For information on installing a wood or pellet burning fire, please see our webpage on Wood Burners.
Depending on the season, fire restrictions may be in place. If you want to light a fire you may need a permit. Check the Fire and Emergency New Zealand website before lighting a fire. Lighting a fire during a restricted or prohibited fire season without a permit is an offence and can result in a fine.
Fires on public land, e.g. beaches and reserves, are banned.
Tips for lighting a permitted fire
- Keep the fire small, feed it from another pile if need be.
- Make sure a hose, connected to a pressurised water supply, or a knapsack sprayer is available immediately next to the fire.
- The fire must be supervised at all times. If Fire and Emergency New Zealand attend the fire and it is unsupervised they will extinguish the fire.
- Light the fire early in the morning and extinguish the fire by nightfall.
- Consult with your neighbour before lighting a fire because resulting smoke may aggravate medical conditions and/or annoy your neighbour.
- Make sure the fire does not cause a nuisance to nearby residents or property from smoke, odour, ash or toxic fumes. Causing a nuisance to neighbours is an offence under Council bylaws.
- Check the wind direction and strength before lighting a fire. If weather conditions change and the fire becomes a nuisance to neighbours, it must be extinguished.

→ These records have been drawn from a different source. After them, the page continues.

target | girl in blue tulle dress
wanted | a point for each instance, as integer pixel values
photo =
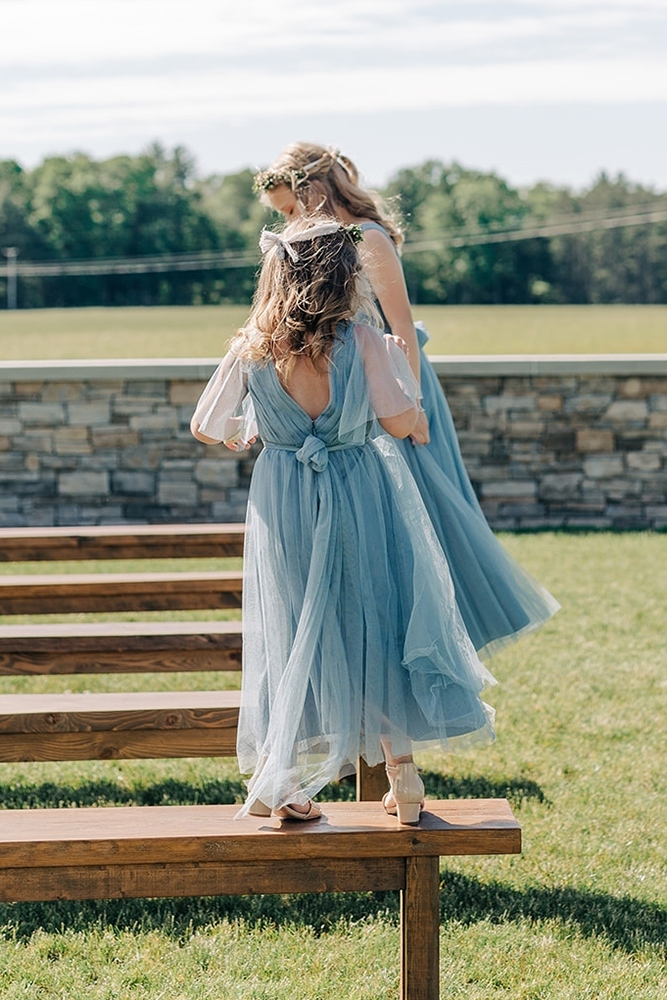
(498, 599)
(353, 644)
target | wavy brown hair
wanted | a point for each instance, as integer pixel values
(298, 304)
(324, 180)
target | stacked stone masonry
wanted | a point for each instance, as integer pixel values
(548, 442)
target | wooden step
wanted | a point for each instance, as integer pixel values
(193, 850)
(119, 647)
(118, 725)
(141, 541)
(95, 592)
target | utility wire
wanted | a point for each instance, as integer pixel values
(207, 260)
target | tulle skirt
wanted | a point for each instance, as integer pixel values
(352, 635)
(499, 601)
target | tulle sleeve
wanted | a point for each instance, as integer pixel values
(225, 411)
(392, 386)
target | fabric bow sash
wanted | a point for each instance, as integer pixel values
(314, 452)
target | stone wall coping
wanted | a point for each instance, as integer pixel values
(188, 369)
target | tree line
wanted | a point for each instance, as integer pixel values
(468, 233)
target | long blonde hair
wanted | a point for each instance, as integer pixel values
(298, 303)
(323, 180)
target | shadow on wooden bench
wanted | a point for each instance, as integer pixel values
(202, 850)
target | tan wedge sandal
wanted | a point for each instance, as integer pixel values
(405, 798)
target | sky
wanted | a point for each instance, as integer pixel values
(553, 90)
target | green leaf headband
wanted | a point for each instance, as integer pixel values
(269, 240)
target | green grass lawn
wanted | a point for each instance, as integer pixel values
(203, 331)
(580, 915)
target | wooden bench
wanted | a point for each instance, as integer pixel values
(202, 850)
(104, 726)
(141, 541)
(107, 726)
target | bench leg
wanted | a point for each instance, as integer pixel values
(420, 930)
(372, 782)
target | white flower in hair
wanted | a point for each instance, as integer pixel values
(270, 240)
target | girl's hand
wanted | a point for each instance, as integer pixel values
(235, 445)
(420, 434)
(399, 342)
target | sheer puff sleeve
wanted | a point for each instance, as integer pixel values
(392, 386)
(225, 411)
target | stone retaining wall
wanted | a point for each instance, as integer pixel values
(548, 441)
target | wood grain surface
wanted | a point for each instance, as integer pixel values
(142, 541)
(90, 592)
(119, 647)
(179, 834)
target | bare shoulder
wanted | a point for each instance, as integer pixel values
(378, 239)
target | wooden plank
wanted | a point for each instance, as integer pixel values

- Keep grass surrounding the fire area mown or grazed, and take precautions to avoid the fire spreading to other vegetation.
- Burn small amounts - large objects will block the air flow into incinerators. Keep the volume of material down to less than one 1m³.
- Dry any materials before burning.
- Keep fires at least 50m from a road or 100m from a highway or neighbouring house.
- Tyres or used oil cannot be burned in the open.